From: Junio C Hamano <gitster@pobox.com>
To: Dmitry Potapov <dpotapov@gmail.com>
Cc: Zygo Blaxell <zblaxell@esightcorp.com>,
Ilari Liusvaara <ilari.liusvaara@elisanet.fi>,
Thomas Rast <trast@student.ethz.ch>,
Jonathan Nieder <jrnieder@gmail.com>,
git@vger.kernel.org
Subject: Re: [PATCH] Teach "git add" and friends to be paranoid
Date: Sat, 20 Feb 2010 11:23:11 -0800 [thread overview]
Message-ID: <7v8waniue8.fsf@alter.siamese.dyndns.org> (raw)
In-Reply-To: 7v635tkta7.fsf@alter.siamese.dyndns.org
Junio C Hamano <gitster@pobox.com> writes:
> Dmitry Potapov <dpotapov@gmail.com> writes:
>
>> ... I think it is possible
>> to avoid the overhead of being on the safe side in a few common cases.

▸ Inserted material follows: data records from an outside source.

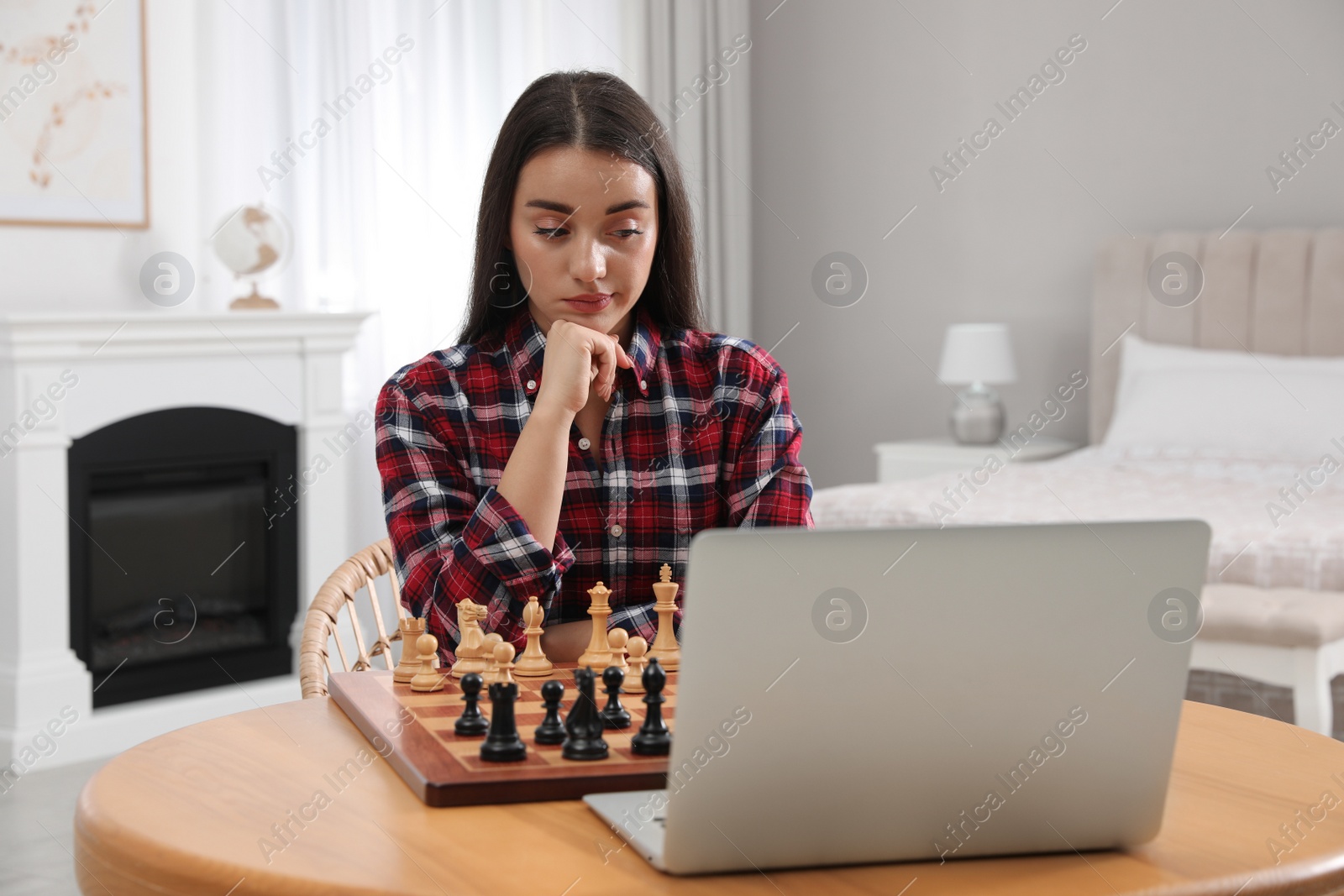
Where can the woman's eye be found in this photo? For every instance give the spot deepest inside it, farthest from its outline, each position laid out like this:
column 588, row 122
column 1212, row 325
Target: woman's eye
column 554, row 231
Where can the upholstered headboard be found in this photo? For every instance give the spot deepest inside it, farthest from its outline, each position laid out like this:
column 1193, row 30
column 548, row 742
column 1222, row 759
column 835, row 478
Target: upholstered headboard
column 1278, row 291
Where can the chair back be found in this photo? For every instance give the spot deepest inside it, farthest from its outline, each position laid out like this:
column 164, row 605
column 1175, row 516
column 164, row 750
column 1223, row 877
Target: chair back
column 335, row 600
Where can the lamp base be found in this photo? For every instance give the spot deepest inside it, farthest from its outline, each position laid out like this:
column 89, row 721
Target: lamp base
column 978, row 418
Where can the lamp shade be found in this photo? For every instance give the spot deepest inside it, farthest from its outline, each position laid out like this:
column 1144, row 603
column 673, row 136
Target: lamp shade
column 978, row 354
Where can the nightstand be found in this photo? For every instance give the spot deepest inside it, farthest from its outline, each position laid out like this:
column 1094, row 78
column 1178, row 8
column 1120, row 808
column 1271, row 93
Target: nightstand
column 911, row 458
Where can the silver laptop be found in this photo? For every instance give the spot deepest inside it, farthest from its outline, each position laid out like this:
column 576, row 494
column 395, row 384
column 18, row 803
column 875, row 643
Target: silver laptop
column 880, row 694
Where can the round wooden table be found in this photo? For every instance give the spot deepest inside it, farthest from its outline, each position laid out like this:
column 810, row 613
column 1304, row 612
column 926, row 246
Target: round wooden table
column 192, row 812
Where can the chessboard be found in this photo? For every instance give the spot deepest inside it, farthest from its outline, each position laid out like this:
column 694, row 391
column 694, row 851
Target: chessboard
column 414, row 732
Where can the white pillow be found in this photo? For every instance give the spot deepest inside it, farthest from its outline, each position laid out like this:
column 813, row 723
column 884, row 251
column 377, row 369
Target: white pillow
column 1274, row 405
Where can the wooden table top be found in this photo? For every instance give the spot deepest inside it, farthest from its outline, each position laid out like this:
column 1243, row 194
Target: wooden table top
column 190, row 813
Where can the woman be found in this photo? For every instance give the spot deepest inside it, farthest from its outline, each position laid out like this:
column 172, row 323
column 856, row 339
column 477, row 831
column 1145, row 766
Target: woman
column 586, row 426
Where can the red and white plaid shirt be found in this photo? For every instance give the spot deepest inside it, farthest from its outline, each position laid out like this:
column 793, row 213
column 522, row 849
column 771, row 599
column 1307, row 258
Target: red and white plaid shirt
column 699, row 436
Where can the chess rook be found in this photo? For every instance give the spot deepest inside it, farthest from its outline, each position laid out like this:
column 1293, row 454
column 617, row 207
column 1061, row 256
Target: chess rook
column 584, row 726
column 503, row 743
column 412, row 629
column 533, row 663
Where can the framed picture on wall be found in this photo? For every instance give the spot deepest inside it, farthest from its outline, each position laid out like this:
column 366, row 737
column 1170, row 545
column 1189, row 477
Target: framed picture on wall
column 73, row 121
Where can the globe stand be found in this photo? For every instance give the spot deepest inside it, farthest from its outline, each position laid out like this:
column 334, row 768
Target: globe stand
column 255, row 300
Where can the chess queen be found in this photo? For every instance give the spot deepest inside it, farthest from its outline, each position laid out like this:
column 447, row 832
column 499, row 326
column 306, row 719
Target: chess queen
column 588, row 423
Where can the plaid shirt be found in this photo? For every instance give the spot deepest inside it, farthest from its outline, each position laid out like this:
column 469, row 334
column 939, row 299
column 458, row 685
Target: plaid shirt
column 699, row 436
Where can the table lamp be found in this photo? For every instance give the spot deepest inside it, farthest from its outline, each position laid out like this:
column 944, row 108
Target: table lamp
column 978, row 355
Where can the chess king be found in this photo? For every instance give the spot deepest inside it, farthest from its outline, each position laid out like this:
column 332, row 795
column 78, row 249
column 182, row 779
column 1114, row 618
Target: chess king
column 551, row 448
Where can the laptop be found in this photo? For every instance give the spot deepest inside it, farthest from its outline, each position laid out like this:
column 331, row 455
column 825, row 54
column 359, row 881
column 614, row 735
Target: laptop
column 902, row 694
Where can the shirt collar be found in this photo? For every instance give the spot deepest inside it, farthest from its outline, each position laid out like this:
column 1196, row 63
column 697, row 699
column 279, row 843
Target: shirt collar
column 526, row 345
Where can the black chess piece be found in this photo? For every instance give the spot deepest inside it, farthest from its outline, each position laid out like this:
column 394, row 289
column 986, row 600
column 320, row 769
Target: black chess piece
column 584, row 726
column 615, row 715
column 654, row 738
column 551, row 731
column 472, row 723
column 503, row 743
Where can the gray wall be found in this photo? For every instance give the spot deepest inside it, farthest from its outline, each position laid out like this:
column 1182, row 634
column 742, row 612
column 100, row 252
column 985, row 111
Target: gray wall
column 1166, row 121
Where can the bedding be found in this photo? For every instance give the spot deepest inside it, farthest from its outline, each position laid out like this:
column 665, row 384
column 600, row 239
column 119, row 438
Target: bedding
column 1276, row 521
column 1175, row 396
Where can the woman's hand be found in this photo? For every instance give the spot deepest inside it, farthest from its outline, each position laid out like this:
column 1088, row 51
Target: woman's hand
column 578, row 359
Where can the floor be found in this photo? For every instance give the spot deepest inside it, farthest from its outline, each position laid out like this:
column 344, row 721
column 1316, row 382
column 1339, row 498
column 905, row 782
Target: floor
column 37, row 835
column 37, row 813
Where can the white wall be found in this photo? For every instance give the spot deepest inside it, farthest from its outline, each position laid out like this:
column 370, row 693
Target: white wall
column 58, row 269
column 1167, row 120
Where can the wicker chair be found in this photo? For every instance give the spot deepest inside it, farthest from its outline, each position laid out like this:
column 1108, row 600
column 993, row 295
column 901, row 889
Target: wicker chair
column 322, row 625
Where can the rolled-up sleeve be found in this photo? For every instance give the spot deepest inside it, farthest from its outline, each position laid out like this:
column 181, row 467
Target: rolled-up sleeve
column 766, row 483
column 450, row 539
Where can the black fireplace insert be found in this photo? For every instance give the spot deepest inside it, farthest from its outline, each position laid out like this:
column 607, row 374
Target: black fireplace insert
column 183, row 563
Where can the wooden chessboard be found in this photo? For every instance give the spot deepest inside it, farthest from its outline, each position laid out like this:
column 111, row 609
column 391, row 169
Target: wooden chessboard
column 414, row 732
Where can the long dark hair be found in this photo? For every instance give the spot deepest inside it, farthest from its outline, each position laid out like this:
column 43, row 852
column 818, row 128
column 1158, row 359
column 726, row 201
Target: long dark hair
column 586, row 110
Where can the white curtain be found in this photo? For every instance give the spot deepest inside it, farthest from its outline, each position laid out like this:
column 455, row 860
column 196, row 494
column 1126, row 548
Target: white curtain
column 383, row 203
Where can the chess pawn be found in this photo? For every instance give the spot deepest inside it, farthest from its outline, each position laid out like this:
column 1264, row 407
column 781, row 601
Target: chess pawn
column 615, row 715
column 551, row 731
column 598, row 654
column 504, row 664
column 616, row 642
column 492, row 641
column 429, row 678
column 472, row 723
column 665, row 647
column 635, row 678
column 533, row 663
column 412, row 629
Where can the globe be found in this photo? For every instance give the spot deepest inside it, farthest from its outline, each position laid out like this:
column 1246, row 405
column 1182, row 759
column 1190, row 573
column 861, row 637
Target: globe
column 253, row 242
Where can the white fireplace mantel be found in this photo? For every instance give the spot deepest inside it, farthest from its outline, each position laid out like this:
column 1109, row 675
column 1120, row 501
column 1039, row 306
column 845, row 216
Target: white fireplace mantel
column 66, row 375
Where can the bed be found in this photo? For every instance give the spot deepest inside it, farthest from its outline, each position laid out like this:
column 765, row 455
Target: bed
column 1272, row 293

>> Here is a patch. I have not had time to test it, but changes appear to
>> trivial.
>
> Yeah, these are obvious "paranoia not needed" cases.
>
Actually the "if it is smaller than 256k" part is not quite obvious.
>> @@ -2490,7 +2491,7 @@ int index_fd(unsigned char *sha1, int fd, struct stat *st, int write_object,
>> size_t size = xsize_t(st->st_size);
>>
>> flag = write_object ? INDEX_MEM_WRITE_OBJECT : 0;
>> - if (!S_ISREG(st->st_mode)) {
>> + if (!S_ISREG(st->st_mode) || size < 262144) {
>> struct strbuf sbuf = STRBUF_INIT;
>> if (strbuf_read(&sbuf, fd, 4096) >= 0)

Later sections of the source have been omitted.